Dalam pernyataannya kepada wartawan pada Selasa (14/7), Singgih Januratmoko menekankan bahwa kasus ini bukan sekadar tindak pidana biasa. "Ini adalah kejahatan luar biasa yang merusak masa depan seorang anak. Kami di Komisi VIII DPR RI memberikan atensi penuh dan jangan sampai kasus ini menguap begitu saja. Seluruh pelaku harus mempertanggungjawabkan perbuatannya tanpa kecuali," tegas Singgih, menunjukkan komitmen parlemen terhadap kasus ini.

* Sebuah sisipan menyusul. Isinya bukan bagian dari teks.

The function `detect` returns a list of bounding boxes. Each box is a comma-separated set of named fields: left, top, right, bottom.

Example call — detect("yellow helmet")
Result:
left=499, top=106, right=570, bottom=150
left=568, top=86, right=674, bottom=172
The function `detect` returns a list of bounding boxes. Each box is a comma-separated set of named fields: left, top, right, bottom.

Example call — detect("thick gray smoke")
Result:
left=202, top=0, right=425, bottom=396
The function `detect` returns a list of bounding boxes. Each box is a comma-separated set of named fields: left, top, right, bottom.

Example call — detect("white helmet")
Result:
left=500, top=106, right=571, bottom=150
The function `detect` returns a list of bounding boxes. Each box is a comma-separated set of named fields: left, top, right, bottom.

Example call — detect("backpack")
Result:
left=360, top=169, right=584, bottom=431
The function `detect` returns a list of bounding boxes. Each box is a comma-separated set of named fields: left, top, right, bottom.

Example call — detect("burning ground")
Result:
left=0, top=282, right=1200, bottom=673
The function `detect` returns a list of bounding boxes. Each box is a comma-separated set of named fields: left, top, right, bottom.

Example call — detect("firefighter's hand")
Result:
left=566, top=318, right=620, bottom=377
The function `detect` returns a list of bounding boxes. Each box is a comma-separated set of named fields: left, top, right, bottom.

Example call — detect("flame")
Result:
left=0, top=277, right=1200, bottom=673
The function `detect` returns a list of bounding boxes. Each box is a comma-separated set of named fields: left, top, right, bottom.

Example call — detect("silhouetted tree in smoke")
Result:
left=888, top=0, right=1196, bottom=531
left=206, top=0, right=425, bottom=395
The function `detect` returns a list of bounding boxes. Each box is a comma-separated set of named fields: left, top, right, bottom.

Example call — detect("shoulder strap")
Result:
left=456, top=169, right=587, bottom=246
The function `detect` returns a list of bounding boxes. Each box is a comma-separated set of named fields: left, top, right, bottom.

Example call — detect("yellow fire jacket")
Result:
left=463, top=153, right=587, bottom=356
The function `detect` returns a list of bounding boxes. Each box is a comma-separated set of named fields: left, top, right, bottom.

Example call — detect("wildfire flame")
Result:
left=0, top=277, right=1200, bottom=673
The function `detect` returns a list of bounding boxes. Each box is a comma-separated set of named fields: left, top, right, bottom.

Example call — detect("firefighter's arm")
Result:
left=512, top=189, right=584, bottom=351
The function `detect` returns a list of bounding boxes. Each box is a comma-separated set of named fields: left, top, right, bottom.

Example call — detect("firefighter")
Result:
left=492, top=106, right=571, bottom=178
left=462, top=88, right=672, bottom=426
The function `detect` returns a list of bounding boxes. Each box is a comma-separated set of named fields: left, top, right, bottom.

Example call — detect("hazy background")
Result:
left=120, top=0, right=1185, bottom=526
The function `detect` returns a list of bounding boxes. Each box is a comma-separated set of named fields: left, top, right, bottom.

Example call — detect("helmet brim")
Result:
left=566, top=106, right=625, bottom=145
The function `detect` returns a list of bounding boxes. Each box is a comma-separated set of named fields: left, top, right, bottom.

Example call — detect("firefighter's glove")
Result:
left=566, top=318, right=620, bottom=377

Legislator dari Fraksi Golkar ini mendesak kepolisian untuk bergerak cepat dalam menangkap 14 daftar pencarian orang (DPO) yang masih buron. "Kami meminta polisi bergerak cepat. Jangan beri ruang aman bagi para DPO ini. Mereka harus segera diseret ke meja hukum," ujar Singgih, menyerukan agar proses hukum segera berjalan demi keadilan.
Komisi VIII juga meminta aparat hukum menerapkan Undang-Undang Perlindungan Anak secara maksimal. Singgih menginginkan agar para pelaku diberikan hukuman terberat, mengingat korban adalah anak di bawah umur dan kejahatan tersebut dilakukan secara bersama-sama oleh banyak orang, menunjukkan tingkat kekejaman yang tinggi yang tidak bisa ditoleransi.
Selain penegakan hukum, Singgih juga mengingatkan pentingnya pemulihan dan perlindungan bagi korban. Ia meminta Kementerian Pemberdayaan Perempuan dan Perlindungan Anak (KemenPPPA) serta dinas sosial setempat untuk memastikan korban mendapatkan pendampingan psikologis yang intensif, serta jaminan keamanan fisik dan sosial. "Negara wajib memulihkan kondisi korban sekaligus memastikan hukum tegak seadil-adilnya," pungkasnya.
Sementara itu, perkembangan terbaru dari pihak kepolisian menunjukkan adanya kemajuan. Kapolres Sampang AKBP Hartono, seperti dilansir internationalmedia.co.id, mengonfirmasi penangkapan satu pelaku baru berinisial W (17) pada Minggu (12/7) malam. Penangkapan dilakukan di area alun-alun Trunojoyo Sampang. Dengan penangkapan ini, total pelaku yang berhasil diamankan kini berjumlah 13 orang, menyisakan 14 DPO yang masih dalam pengejaran intensif.
Komisi VIII DPR RI berjanji akan terus memantau perkembangan kasus ini bersama instansi terkait hingga seluruh 27 pelaku mendekam di penjara, memastikan keadilan benar-benar ditegakkan bagi korban dan keluarganya.